Tables of the Yunjing have only 23 columns, with one group of columns each for labials, coronals and sibilants, with the different types placed in different rows of the tables.
Some later tables such as the Qieyun zhizhangtu have 36 columns, one for each of the 36 initials.

The 36 initials, with LMC values
|  |  | Tenuis 清 | Aspirate 次清 | Voiced 濁 | Sonorant 清濁 | Tenuis 清 | Voiced 濁 |
| Labials 脣 | 重唇音 "heavy lip" | 幫 p- | 滂 pʰ- | 並 pɦ- | 明 m- |  |  |
| 輕唇音 "light lip" | 非 f- | 敷 f- | 奉 fɦ- | 微 ʋ- |  |  |
| Coronals 舌 | 舌頭音 "tongue-head" | 端 t- | 透 tʰ- | 定 tɦ- | 泥 n- |  |  |
| 舌上音 "tongue up" | 知 tr- | 徹 trʰ- | 澄 trɦ- | 娘 nr- |  |  |
| 半舌音 "half tongue" |  |  |  | 來 l- |  |  |
| Sibilants 齒 | 齒頭音 "tooth-head" | 精 ts- | 清 tsʰ- | 從 tsɦ- |  | 心 s- | 邪 sɦ- |
| 正齒音 "true front-tooth" | 照 tʂ- | 穿 tʂʰ- | 牀 (t)ʂɦ- |  | 審 ʂ- | 禪 ʂɦ- |
| 半齒音 "half front-tooth" |  |  |  | 日 r- |  |  |
| Velars 牙 | 牙音 "back-tooth" | 見 k- | 溪 kʰ- | 群 kɦ- | 疑 ŋ- |  |  |
| Laryngeals 喉 | 喉音 "throat" | 影 ʔ- |  |  | 喻 ʜ- | 曉 x- | 匣 xɦ- |

The 36 initials were so influential that it was not until 1842 that it was discovered (by Chen Li) that the initials of the Qieyun were slightly different.
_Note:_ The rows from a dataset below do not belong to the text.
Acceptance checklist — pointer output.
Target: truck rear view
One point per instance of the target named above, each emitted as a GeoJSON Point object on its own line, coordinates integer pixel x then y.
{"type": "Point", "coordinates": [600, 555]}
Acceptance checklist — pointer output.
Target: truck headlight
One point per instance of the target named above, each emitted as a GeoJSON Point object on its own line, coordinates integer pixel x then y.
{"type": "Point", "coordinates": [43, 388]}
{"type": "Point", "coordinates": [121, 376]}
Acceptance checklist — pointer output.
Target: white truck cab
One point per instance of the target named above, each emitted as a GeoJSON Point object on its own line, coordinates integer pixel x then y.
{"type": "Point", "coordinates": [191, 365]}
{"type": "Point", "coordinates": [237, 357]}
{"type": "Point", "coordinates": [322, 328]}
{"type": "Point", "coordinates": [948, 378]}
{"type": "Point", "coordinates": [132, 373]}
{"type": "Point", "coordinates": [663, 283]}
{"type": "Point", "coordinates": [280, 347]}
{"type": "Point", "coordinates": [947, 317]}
There is some variation in the transcription of the initials 影 and 喻. The table above uses ʔ and ʜ. Other conventions are ʼ vs nothing, ʼ vs ʼʼ, and mid dot · (since Unicode 8.0, is also available for this purpose) vs ʼ. These conventions carry over to other scripts of the Sinological tradition, such as ʼPhags-pa and Jurchen.